Presented By O’Reilly and Cloudera
Make Data Work
September 11, 2018: Training & Tutorials
September 12–13, 2018: Keynotes & Sessions
New York, NY

High-performance messaging with Apache Pulsar

Karthik Ramasamy (Streamlio), Matteo Merli (Streamlio)
2:00pm–2:40pm Thursday, 09/13/2018
Emerging technologies & case studies
Location: 1E 07/08 Level: Beginner
Average rating: ****.
(4.50, 2 ratings)

Who is this presentation for?

  • Engineers and engineering managers

Prerequisite knowledge

  • A basic understanding of streaming systems and storage systems (useful but not required)

What you'll learn

  • Understand messaging systems, Apache Pulsar, and OpenMessaging Benchmark
  • Learn what to look for in a messaging solution for your use case

Description

Apache Pulsar is a distributed pub/sub messaging system that originated at Yahoo, where it has been powering many critical systems and user-facing products for several years. Since Pulsar is designed to be used as a critical component for building reliable systems, it needs to offer strong guarantees in terms of the durability of the data, throughput, and latency. Apache Pulsar relies on a stream-storage layer built on top of Apache BookKeeper to create a powerful combination that can store and deliver data durably with very low latency. In order to achieve this, Apache Pulsar and BookKeeper introduced several optimizations, such as object pooling or reducing threads contention, to ensure you can fully take advantage of the hardware resources under diverse workloads.

Karthik Ramasamy and Matteo Merli dive into the details about these optimizations and how they enable Pulsar to perform well in OpenMessaging Benchmark, a project of the Linux Foundation that provides an extensible framework for benchmarking different messaging systems under a set of realistic workload conditions.

Photo of Karthik Ramasamy

Karthik Ramasamy

Streamlio

Karthik Ramasamy is the cofounder of Streamlio, a company building next-generation real-time processing engines.
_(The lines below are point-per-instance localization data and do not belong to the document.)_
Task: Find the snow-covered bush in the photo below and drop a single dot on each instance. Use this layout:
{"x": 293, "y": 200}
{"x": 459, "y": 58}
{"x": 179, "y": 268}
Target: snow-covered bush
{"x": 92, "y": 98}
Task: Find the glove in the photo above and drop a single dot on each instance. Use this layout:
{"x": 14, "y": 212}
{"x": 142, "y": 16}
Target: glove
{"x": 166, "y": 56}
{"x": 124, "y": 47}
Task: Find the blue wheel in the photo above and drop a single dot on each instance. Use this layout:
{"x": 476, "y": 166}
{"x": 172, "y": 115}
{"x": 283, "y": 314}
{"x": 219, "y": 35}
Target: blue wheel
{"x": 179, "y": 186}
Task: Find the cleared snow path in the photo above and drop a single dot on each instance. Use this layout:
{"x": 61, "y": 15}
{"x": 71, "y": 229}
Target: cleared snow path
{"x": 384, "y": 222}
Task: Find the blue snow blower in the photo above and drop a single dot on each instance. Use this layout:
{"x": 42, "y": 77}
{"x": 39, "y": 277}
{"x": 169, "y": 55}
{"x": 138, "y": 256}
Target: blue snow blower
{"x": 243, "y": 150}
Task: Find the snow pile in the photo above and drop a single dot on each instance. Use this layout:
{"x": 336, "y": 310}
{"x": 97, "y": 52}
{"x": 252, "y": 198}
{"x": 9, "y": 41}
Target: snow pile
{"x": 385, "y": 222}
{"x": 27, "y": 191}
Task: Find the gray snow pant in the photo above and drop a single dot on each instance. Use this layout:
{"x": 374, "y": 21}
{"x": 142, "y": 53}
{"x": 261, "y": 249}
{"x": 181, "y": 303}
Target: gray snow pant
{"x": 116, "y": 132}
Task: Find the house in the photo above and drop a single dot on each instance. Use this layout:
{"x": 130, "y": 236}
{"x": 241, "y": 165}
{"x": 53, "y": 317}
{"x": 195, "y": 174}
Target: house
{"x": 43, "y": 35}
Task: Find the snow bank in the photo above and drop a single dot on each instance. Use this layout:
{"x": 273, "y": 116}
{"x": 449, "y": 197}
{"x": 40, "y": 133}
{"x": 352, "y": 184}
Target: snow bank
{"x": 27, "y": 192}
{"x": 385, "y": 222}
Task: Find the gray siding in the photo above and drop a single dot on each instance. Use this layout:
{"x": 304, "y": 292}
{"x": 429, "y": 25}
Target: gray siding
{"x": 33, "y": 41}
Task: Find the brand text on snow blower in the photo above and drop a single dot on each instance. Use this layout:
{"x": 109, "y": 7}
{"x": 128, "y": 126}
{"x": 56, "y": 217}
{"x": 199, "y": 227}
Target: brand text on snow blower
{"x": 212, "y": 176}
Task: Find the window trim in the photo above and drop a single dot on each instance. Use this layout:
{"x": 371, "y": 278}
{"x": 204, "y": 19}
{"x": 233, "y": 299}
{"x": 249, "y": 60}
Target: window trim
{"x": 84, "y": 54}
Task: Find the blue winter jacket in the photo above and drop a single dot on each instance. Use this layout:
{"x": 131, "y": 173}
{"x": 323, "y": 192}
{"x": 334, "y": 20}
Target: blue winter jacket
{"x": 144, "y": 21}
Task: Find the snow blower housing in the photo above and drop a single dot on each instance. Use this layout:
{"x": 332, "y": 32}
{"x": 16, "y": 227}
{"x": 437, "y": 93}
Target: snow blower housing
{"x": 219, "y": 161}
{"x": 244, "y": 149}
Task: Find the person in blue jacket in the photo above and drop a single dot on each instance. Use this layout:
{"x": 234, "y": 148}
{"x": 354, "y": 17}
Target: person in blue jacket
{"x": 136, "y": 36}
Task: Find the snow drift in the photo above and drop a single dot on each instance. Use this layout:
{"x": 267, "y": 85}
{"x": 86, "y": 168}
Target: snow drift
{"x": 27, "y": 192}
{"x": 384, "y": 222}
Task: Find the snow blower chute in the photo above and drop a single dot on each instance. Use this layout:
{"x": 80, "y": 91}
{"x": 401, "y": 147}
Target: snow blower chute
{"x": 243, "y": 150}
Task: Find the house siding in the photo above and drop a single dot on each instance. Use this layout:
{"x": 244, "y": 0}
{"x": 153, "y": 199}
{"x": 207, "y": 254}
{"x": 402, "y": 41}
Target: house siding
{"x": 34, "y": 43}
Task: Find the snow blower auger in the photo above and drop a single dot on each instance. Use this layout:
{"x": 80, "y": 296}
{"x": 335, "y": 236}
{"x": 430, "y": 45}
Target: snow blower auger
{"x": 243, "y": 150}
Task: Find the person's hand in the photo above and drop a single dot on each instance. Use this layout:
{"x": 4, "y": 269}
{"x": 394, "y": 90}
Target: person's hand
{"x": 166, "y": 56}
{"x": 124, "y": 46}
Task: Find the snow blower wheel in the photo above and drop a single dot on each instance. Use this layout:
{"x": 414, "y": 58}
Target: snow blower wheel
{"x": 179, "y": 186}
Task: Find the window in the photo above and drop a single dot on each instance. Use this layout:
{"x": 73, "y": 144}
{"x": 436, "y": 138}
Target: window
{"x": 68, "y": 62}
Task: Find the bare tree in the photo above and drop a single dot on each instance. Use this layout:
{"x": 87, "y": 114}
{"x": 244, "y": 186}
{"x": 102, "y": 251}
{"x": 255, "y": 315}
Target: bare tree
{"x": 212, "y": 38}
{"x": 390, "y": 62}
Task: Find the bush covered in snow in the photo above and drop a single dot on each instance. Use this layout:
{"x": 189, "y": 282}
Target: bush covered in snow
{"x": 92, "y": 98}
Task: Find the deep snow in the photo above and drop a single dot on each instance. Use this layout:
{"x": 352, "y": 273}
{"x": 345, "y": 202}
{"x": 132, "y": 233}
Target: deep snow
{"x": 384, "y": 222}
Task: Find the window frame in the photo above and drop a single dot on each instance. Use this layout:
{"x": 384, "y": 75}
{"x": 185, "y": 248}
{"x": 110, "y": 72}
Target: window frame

Karthik has more than two decades of experience working in parallel databases, big data infrastructure, and networking. Previously, he was engineering manager and technical lead for real-time analytics at Twitter, where he was the cocreator of Heron; cofounded Locomatix, a company that specialized in real-time stream processing on Hadoop and Cassandra using SQL (acquired by Twitter); worked briefly on parallel query scheduling at Greenplum (acquired by EMC for more than $300M); and designed and delivered platforms, protocols, databases, and high-availability solutions for network routers at Juniper. He’s the author of several patents, publications, and one best-selling book, Network Routing: Algorithms, Protocols, and Architectures. Karthik holds a PhD in computer science from the University of Wisconsin–Madison with a focus on databases, where he worked extensively in parallel database systems, query processing, scale-out technologies, storage engines, and online analytical systems. Several of these research projects were spun out as a company later acquired by Teradata.

Photo of Matteo Merli

Matteo Merli

Streamlio

Matteo Merli is a software engineer at Streamlio working on messaging and storage technologies. Previously, he spent several years at Yahoo building database replication systems and multitenant messaging platforms. Matteo was the architect and lead developer for Yahoo Pulsar and a member of the PMC of Apache BookKeeper.